D.    Teori Belajar Aliran Konstruktivitif
1) Pengertian teori belajar Konstruktivitif
Teori belajar konstruktivisme ini bertitik tolak daripada teori pembelajaran Behaviorisme yang didukung oleh B.F Skinner yang mementingkan perubahan tingkah laku pada pelajar. Pembelajaran dianggap berlaku apabila terdapat perubahan tingkah laku kepada pelajar, contohnya dari tidak tahu kepada tahu. Hal ini, kemudiannya beralih kepada teori pembelajaran Kognitivisme yang diperkenalkan oleh Jean Piaget di mana ide utama pandangan ini adalah mental. Semua dalam diri individu diwakili melalui struktur mental dikenal sebagai skema yang akan menentukan bagaimana data dan informasi yang diterima, difahami oleh manusia. Jika ide tersebut sesuai dengan skema, ide ini akan diterima begitu juga sebaliknya dan seterusnya lahirlah teori pembelajaran Konstruktivisme yang merupakan pandangan terbaru di mana pengetahuan akan dibangun sendiri oleh pelajar berdasarkan pengetahuan yang ada pada mereka. Makna pengetahuan, sifat-sifat pengetahuan dan bagaimana seseorang menjadi tahu dan berpengetahuan, menjadi perhatian penting bagi aliran konstruktivisme.
Perspektif konstruktivisme mempunyai pemahaman tentang belajar yang lebih menekankan proses daripada hasil. Hasil belajar sebagai tujuan dinilai penting, tetapi proses yang melibatkan cara dan strategi dalam belajar juga dinilai penting.

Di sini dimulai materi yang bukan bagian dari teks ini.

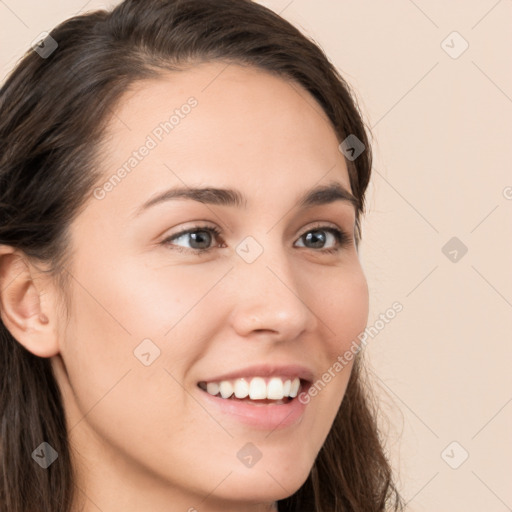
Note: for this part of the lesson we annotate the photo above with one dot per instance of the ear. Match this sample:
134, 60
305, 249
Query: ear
26, 307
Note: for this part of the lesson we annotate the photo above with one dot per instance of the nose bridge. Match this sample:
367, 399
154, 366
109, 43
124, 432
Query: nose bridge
269, 293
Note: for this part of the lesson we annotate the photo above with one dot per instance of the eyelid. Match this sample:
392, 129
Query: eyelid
343, 237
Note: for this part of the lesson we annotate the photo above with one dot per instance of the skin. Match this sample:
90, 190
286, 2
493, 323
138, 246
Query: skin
142, 436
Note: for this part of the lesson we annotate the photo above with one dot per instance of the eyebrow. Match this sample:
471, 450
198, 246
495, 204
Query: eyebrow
320, 195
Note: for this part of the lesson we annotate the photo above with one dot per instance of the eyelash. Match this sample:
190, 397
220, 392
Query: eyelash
342, 238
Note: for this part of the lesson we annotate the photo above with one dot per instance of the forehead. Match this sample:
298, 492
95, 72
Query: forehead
222, 124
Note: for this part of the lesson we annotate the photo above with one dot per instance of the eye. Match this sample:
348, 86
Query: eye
200, 239
199, 236
316, 237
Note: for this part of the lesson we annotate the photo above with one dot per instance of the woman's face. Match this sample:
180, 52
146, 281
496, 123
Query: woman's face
157, 327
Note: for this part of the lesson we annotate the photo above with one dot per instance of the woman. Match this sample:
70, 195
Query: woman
182, 187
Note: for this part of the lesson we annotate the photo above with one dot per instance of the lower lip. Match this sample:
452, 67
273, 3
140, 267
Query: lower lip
265, 417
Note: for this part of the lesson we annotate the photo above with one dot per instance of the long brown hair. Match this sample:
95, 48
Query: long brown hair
53, 111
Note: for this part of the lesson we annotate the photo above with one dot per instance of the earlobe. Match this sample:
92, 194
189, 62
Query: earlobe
22, 310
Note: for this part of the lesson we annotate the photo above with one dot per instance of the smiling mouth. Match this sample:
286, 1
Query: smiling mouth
255, 390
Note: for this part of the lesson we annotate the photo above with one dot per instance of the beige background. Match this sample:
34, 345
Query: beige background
442, 131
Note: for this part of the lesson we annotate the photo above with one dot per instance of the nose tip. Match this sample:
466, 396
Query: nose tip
272, 304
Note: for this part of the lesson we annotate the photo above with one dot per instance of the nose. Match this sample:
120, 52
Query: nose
271, 299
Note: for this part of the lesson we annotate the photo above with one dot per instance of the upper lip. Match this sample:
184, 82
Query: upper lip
266, 370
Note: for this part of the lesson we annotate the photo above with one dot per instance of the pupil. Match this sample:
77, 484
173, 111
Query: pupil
197, 238
314, 236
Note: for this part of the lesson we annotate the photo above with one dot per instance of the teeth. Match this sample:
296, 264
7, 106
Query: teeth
241, 388
226, 389
257, 388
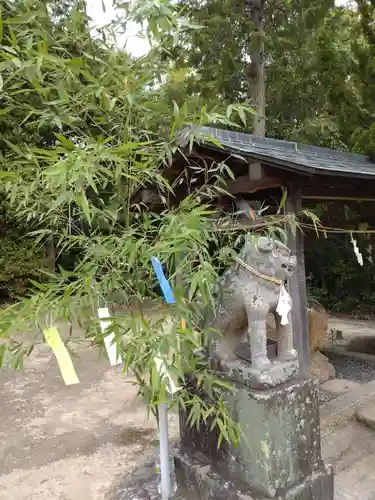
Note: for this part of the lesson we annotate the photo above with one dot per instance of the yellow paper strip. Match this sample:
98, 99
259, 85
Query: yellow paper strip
67, 370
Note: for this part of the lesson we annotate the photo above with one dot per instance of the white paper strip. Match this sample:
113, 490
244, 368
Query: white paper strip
284, 306
109, 343
163, 372
356, 250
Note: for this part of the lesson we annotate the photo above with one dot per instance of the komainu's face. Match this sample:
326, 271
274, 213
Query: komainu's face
283, 263
270, 257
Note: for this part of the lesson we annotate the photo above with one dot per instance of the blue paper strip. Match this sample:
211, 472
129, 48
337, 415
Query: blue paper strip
163, 282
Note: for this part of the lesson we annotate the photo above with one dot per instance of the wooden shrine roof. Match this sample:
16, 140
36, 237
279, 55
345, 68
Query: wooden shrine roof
300, 158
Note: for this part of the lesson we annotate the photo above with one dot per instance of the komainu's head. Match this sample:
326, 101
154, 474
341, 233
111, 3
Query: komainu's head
269, 256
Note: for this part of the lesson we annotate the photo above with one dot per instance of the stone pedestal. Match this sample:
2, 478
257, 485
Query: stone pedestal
278, 458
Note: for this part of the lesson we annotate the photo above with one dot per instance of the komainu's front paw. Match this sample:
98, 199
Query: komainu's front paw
289, 355
261, 363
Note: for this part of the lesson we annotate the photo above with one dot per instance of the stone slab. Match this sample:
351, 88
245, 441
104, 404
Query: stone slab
366, 413
340, 386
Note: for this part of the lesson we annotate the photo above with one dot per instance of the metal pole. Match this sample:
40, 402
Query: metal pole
164, 452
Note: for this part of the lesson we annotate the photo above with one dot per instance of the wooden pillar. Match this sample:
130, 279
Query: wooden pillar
297, 285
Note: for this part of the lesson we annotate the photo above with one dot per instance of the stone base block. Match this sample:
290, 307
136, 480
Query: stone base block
197, 480
279, 449
279, 372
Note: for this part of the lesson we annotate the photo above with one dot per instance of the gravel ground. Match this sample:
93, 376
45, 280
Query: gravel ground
350, 369
353, 368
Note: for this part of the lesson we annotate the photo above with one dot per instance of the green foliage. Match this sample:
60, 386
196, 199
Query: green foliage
85, 127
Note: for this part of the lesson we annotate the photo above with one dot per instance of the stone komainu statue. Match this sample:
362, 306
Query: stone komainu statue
249, 290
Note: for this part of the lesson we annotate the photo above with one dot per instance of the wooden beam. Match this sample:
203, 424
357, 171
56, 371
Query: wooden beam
243, 184
297, 285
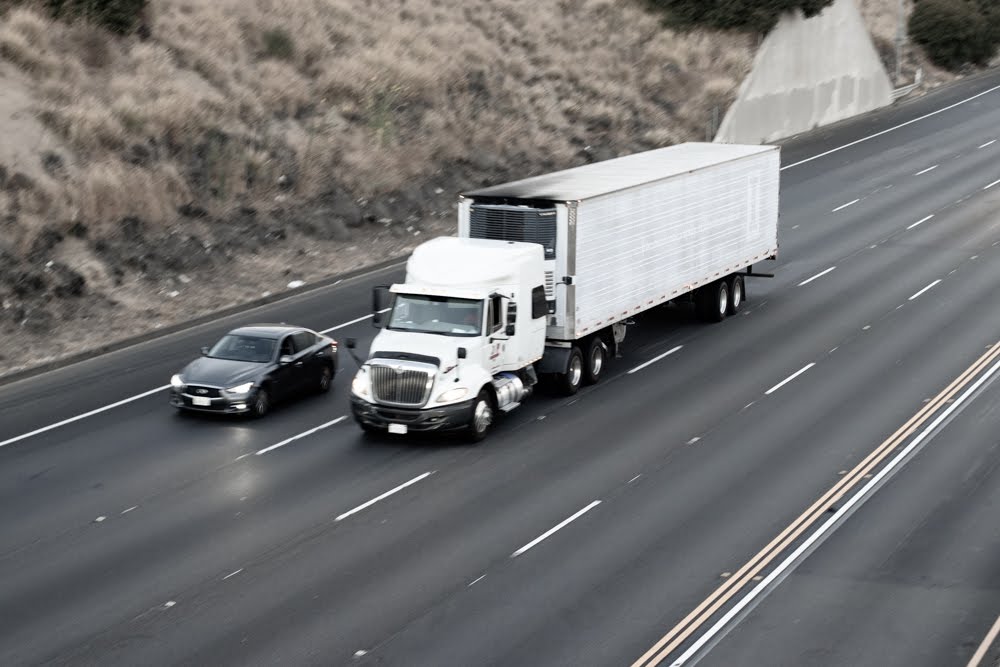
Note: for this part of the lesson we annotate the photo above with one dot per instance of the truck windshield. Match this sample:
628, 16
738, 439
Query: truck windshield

Dalam proses belajar, hasil belajar, cara belajar dan strategi belajar akan mempengaruhi perkembangan tata pikir dan skema berpikir seseorang. sebagai upaya memperoleh pemahaman atau pengetahuan yang bersifat subyektif.
Von Glasersfeld mengatakan bahwa konstruktivisme adalah salah satu filsafat pengetahuan yang menekankan bahwa pengetahuan kita adalah konstruksi (bentukan) kita sendiri. Pengetahuan itu dibentuk oleh struktur konsepsi seseorang sewaktu berinteraksi dengan lingkungannya.[6]
Menurut para penganut konstruktif, pengetahuan dibina secara aktif oleh seseorang yang berfikir. Seseorang tidak akan menyerap pengetahuan dengan pasif. Untuk membangun suatu pengetahuan baru, peserta didik akan menyesuaikan informasi baru atau pengalaman yang disampaikan guru dengan pengetahuan atau pengalaman yang telah dimilikinya melalui berintekrasi sosial dengan peserta didik lain atau dengan gurunya.[7]
Jadi, menurut pendapat kami Konstruktivisme didefinisikan sebagai pembelajaran yang bersifat generatif, yaitu tindakan mencipta sesuatu makna dari apa yang dipelajari. Beda dengan aliran behavioristik yang memahami hakikat belajar sebagai kegiatan yang bersifat mekanistik antara stimulus respon, kontruktivisme lebih memahami belajar sebagai kegiatan manusia membangun atau menciptakan pengetahuan dengan memberi makna pada pengetahuannya sesuai dengan pengalamanya.

2) Konsep Teori Belajar Konstruktivisme menurut Para Ahli

a.       Teori Belajar Konstruktivisme Kognitif menurut Jean Piaget
Teori belajar konstruktivisme kognitif disumbangkan oleh Jean Piaget, yang merupakan salah seorang tokoh yang disebut-sebut sebagai pelopor konstruktivisme. Yang mengatakan bahwa pengetahuan dibangun dalam pikiran anak. Pandangan-pandangan Jean Piaget seorang psikolog kelahiran Swiss (1896-1980), percaya bahwa belajar akan lebih berhasil apabila disesuaikan dengan tahap perkembangan kognitif peserta didik. Peserta didik diberi kesempatan untuk melakukan eksperimen dengan objek fisik, yang ditunjang oleh interaksi dengan teman sebaya dan dibantu oleh pertanyaan tilikan dari guru. Guru hendaknya banyak memberikan rangsangan kepada siswa agar mau berinteraksi dengan lingkungan secara aktif, mencari dan menemukan berbagai hal dari lingkungan.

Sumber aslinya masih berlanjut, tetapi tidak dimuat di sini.